The Madrid Protocol, with its origins in the late 19th Century, was set-up to allow the registration and management of marks worldwide. There are currently around 100 members which includes most major trading jurisdictions including the European Union and United States.
2016 - Brunei, Indonesia, Malaysia, Laos and Thailand, Gambia, Malawi and Trinidad & Tobago
2017 - Algeria, Canada, Jamaica and South Africa
With two of our offices coming on stream this year, we asked our attorneys in those countries to tell us about the specific impact on their IP regimes.

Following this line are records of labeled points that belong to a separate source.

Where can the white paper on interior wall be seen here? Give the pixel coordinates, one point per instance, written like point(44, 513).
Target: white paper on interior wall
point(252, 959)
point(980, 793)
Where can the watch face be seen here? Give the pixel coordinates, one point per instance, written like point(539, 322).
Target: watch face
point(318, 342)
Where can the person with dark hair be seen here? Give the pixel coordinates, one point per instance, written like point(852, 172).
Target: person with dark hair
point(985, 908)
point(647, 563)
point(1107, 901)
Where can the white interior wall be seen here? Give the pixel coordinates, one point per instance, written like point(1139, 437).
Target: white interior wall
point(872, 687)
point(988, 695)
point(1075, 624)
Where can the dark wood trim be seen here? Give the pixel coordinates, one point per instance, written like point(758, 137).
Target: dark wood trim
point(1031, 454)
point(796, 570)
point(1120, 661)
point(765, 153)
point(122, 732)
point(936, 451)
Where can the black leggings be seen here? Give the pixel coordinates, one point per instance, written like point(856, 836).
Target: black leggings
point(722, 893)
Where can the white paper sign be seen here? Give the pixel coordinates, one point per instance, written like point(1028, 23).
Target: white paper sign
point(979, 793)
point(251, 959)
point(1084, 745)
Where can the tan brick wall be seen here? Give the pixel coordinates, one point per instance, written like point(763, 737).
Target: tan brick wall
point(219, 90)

"The new Trade Mark Act, which came into force in Thailand on 28 July 2016, provides provision of international trade mark registration under the Madrid Protocol. However, the accession to the Madrid Protocol will require a separate Royal Decree which is expected to be issued in the fourth quarter of 2016. Filing an international application will not be available until Thailand accedes to the Madrid Protocol."
"The Draft of the New Indonesian Trademark Law is currently being reviewed by the Parliament and is expected to come into effect in the later part of 2016. The current draft provides for international filing based on the Madrid Protocol. But when the new law is passed, it will probably take another 1-2 years for the Government Regulations to be passed in order for international filings based on the Madrid Protocol to be implemented."
Whatever one's views of the Madrid Protocol are, the reality is that it is here to stay and it will only become more important as more countries join and businesses, across the world, embrace it.